Saturday night found Hawkins woman-ing four separate computer screens to make sure no hanky-panky took place in her little corner of cyberspace, a daunting task given youth’s perennial quest to evade adult supervision.  “Michael Adamlik–I saw that!” she snapped at one young man who was moving his hand down and to the left towards the mini-screen occupied by Cynthia Twarog, head cheerleader and homecoming queen.


“C’mon Trish–wait ’til we’re in the car to give me a hickey!”

 

“Don’t worry, Ms. Hawkins,” the object of the boy’s affections replies.  “I wouldn’t kiss that dork with rented lips.”

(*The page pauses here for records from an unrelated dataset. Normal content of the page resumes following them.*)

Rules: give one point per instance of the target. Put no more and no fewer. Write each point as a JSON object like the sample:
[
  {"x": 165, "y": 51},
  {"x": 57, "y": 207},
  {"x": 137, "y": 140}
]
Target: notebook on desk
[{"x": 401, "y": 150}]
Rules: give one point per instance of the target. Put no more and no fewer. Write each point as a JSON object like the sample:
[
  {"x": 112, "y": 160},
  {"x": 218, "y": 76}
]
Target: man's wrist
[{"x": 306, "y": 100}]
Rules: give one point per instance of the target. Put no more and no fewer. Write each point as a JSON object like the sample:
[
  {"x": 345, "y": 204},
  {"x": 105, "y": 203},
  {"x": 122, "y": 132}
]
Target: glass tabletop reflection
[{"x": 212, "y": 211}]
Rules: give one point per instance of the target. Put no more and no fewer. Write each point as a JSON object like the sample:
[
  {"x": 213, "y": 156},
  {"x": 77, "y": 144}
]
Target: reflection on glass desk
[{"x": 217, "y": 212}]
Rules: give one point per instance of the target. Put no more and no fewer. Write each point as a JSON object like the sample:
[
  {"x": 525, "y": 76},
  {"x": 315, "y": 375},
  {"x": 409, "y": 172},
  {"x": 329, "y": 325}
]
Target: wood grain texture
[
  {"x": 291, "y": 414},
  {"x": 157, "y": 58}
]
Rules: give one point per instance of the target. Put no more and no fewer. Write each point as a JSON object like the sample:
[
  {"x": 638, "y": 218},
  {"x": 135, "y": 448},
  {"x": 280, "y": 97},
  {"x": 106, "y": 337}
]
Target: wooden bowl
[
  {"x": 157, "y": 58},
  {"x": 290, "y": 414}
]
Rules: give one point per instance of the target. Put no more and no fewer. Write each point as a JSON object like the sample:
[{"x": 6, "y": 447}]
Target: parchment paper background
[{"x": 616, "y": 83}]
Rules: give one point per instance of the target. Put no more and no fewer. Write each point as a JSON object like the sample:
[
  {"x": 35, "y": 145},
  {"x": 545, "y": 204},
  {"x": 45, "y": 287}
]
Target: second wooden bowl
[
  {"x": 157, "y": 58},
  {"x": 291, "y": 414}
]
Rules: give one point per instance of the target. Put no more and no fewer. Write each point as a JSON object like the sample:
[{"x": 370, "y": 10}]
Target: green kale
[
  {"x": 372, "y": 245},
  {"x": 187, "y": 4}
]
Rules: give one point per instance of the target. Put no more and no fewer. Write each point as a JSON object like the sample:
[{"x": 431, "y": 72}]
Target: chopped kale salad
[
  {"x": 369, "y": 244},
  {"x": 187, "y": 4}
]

“Just making sure,” Hawkins says, then shifts her eyes to another screen where Carl Deems is drinking a Jell-O shot while making goo-goo eyes at Amanda Frimly, a blonde, two-time All-State volleyball “striker” whose hopes for a college scholarship have been cruelly dashed by the cancellation of her senior season.  “Young man,” Hawkins intones in a voice filled with as much emotion as a flight cancellation announcement.

“What–I’m at home, I’m not hurtin’ anybody.”

“You know the rule–alcohol is strictly forbidden at all school functions.”

“Yeah, but I got an exception.”

“Which is?” Hawkins asks skeptically.

“There’s always room for Jell-O!”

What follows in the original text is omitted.